Lukas 18, 31-43 Öffne du mir die Augen

Interessant und raffiniert wie Lukas hier zwei Texte direkt zusammen stellt. Bei Markus und Matthäus steht zwischen der dritten Leidensankündigung und der Heilung eines Blinden ein Streitgespräch der Jünger über die Frage, wer von ihnen der Größte sei. Lukas bringt dieses Streitgespräch in einem anderen Zusammenhang unter (Lk.22,24-27 – direkt nach dem letzten Abendmahl!). Außerdem hebt er das Unverständnis der Jünger über Jesu Ankündigung von Tod und Auferstehung betont hervor.

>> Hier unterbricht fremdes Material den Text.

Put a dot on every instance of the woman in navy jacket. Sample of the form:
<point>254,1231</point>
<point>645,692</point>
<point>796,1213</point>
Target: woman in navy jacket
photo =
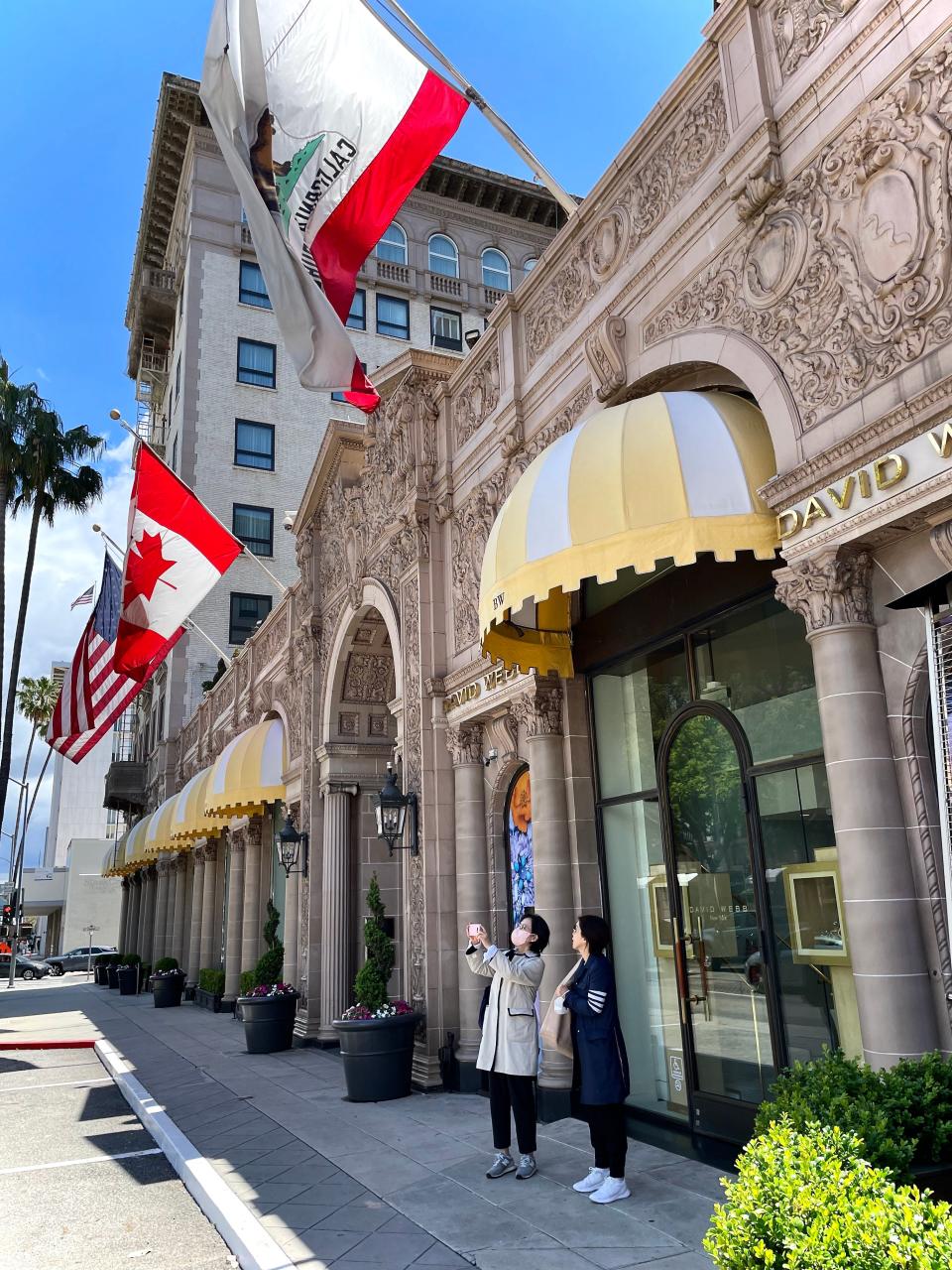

Dadurch wird die Erzählung von der Blindenheilung zu einer Art Antwort auf das Unverständnis der Jünger: die Jünger sind (bisher noch) blind für das, was mit Jesus geschehen wird. Sie können den Sinn von Jesu Worte nicht verstehen. Nur Gott kann ihnen die Augen dafür öffnen (so wie Jesus dem Blinden die Augen geöffnet hat).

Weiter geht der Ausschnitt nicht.